I was still anxious. There were so many intangibles involved but I felt I was safe for the moment. As I went along the cinder path dodging pools of water and trying to calculate my next move I was more careless than last night.

When I opened the back garden gate and entered the Ridley Close address I wasn’t looking left or right and when a burly man leapt out from behind a tree and pinioned me from behind I was taken by surprise. Fear and panic leant me strength and I wriggled in the loosely fitting Barbour like a snake shedding its skin. I dropped to my knees, swinging round low to tackle my assailant. I caught him behind the thighs and pulled him to the ground and, snatching up a jagged piece of white rock from the lawn edge, I raised it to bash his head in.

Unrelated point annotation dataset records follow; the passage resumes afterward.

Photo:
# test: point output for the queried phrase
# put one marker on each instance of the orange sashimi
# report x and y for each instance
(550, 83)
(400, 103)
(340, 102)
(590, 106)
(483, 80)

‘Dave, you bloody idiot, it’s me,’ the man yelled hoarsely.

My rage and fear were so overpowering that I almost continued the downward stroke. I deflected the heavy stone at the last instant missing Brendan Cullen’s head by millimetres.

‘You’re the bloody idiot,’ I gasped. ‘What’s the idea of creeping up on me like this?’

‘You’re a hard man to get hold of, Cunane,’ he said, ‘a real slippery customer. Help me up.’

I roughly yanked him to his feet. He wasn’t wearing one of his Armani suits but his dark raincoat and jeans were splattered with mud and soil.